It will interest you to know that not many people understand escrow’s meaning. The Balance describes escrow services as a kind of arrangement in which you use a neutral third party who is neither the buyer nor the seller to hold something of value. This thing could be money, deed, or some other valuable instruments.
You see, this third party is referred to as the escrow and they are usually neutral and disinterested in the transaction. What the escrow basically does in a transaction is to ensure no one (either buyer or seller) fail in sticking to their end of the bargain.
You’re probably wondering how this works. So, let’s shed more light on it. In every buying and selling transaction, both parties agree to do certain things. The buyer agrees to pay a particular amount at a particular time while the seller provides the “asset” or “service” being sold. As simple as it seems, not every transaction happens that way and some are somehow complicated.

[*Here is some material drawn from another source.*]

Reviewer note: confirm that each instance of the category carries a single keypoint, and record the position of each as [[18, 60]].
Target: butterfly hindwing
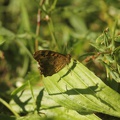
[[51, 62]]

In many instances, the buying party might want to inspect the goods or property before paying. The seller, on the other hand, will also want assurance that he or she would get paid the due amount. It could also be that the item being sold is a service instead of a physical product. In cases like these, both parties will have to arrive at an agreement. To reduce inherent risk and enhance safety, an escrow company, therefore, acts as the “referee” between both parties.
Escrow services are then like a middleman who acts to safeguard assets which could be money or other things, to enhance safety and ensure both sides meet up their expectations. Provided the transaction goes as agreed upon, the escrow provider then disburses the funds, document, or instrument according to the agreed terms.